Smart control of crop diseases: how can we best combine fungicides and plant resistance genes?

Lead Research Organisation: University of Reading
Department Name: Sch of Agriculture Policy and Dev

Abstract

The project will investigate the interaction between the fungal pathogen Zymoseptoria tritici (Zt) and its host plant wheat. Zt causes septoria tritici blotch (STB), the most damaging disease of wheat in Europe and one of the largest constraints on wheat production globally. The disease is especially serious in the UK because of conducive climatic conditions. It is becoming increasingly difficult to control STB, because Zt is capable of rapidly evolving resistance to fungicides and adapting to disease-resistant wheat varieties and environmental conditions.
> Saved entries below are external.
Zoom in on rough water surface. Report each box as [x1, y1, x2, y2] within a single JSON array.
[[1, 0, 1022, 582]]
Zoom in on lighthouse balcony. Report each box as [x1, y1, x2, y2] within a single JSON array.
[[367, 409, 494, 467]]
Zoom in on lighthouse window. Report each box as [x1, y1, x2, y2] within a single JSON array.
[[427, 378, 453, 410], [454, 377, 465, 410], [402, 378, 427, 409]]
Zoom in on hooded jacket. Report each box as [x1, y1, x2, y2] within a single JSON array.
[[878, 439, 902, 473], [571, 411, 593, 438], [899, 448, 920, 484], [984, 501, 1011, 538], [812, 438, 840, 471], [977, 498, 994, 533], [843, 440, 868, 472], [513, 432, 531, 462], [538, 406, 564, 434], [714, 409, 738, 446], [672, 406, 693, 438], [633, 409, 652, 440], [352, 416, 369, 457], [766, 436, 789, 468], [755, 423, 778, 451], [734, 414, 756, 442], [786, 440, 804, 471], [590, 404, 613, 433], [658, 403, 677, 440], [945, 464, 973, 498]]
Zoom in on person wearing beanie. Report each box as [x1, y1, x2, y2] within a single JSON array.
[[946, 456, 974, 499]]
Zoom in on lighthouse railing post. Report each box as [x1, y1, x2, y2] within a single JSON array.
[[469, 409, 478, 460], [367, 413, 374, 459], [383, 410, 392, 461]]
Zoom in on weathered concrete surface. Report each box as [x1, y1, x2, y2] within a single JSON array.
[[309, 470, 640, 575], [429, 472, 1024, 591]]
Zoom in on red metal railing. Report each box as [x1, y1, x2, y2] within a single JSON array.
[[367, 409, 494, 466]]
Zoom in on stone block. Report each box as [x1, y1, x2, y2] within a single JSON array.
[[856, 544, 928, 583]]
It is recognized that no single control measure is durable in the face of the pathogen's notorious adaptive capacity, hence the two key control methods - fungicides and disease resistance genes in wheat - need to be combined in a manner that optimizes not only control efficacy in the short term, but also their sustainability in the longer term. This interdisciplinary project will make a major contribution to this goal using a powerful combination of large-scale field experimentation with novel high-throughput phenotyping techniques, bioinformatic analyses, state-of-the-art machine learning and mathematical modelling approaches.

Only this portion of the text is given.